Cuando estaban marchándose, Fabel y Werner volvieron a expresar sus condolencias. Lena les dijo a sus padres que acompañaría a los policías hasta la salida. En vez de despedirse de ellos en la puerta, Lena los guió en silencio por la escalera comunitaria del edificio de apartamentos. Se detuvo en el vestíbulo y habló con una voz baja, casi de complicidad.
– Mutti y papi no lo saben, pero Hanna había estado con alguien. No el jefe… otra persona antes.
– ¿Esa persona tenía una motocicleta? -preguntó Fabel. Lena pareció ligeramente desconcertada.

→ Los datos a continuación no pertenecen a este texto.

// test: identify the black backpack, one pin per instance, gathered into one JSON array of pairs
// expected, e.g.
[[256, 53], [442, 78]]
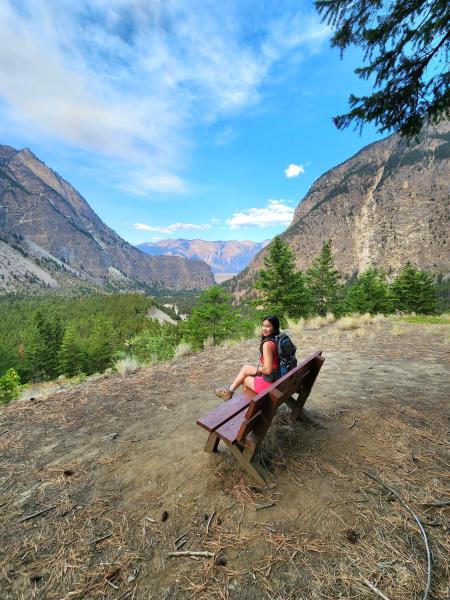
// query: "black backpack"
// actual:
[[286, 353]]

– Sí… sí, la verdad. ¿Saben algo de él?
– ¿Cómo se llama, Lena?
– Olsen. Peter Olsen. Vive en Wilhelmsburg. Es mecánico de motos. Creo que tiene su propio taller. -Los ojos azules de Lena se oscurecieron-. A Hanna le gustaba que sus hombres tuvieran dinero para gastarlo en ella. Pero tengo la impresión de que lo de Peter era temporal. A Hanna le interesaba el dinero. No las manos llenas de grasa.
– ¿Llegaste a conocerlo?
Lena negó con la cabeza.
– Pero ella me hablaba de él por teléfono. Los viernes por la noche mutti y papi salen. Ella me llamaba en ese momento y me contaba toda clase de cosas.
– ¿Mencionó a Markus Schiller alguna vez? -preguntó Werner-. ¿O a su esposa, Vera Schiller?
Hubo un sonido en lo alto de la escalera, como el de una puerta al abrirse, y Lena lanzó una mirada nerviosa hacia arriba.
– No, no podría decirlo. No directamente. Hanna me contó que había encontrado a alguien nuevo… pero no quiso decirme nada más. Nunca se me ocurrió que pudiera ser su jefe. Pero sí sé que le preocupaba que Peter se enterase. Lo siento, les he dicho todo lo que sé. Me pareció que ustedes deberían saber lo de Peter.
– Gracias Lena. -Fabel le sonrió. Era una chica bonita y brillante de dieciocho años que cargaría con las cicatrices de esta experiencia durante toda su vida. Profundas, ocultas, pero siempre presentes-. Realmente nos has sido de gran ayuda.
Lena estaba a punto de volver hacia la escalera cuando se detuvo.
– Otra cosa, Herr Hauptkommissar. Me parece que Peter era violento. Creo que por eso a ella le preocupaba que él pudiera enterarse.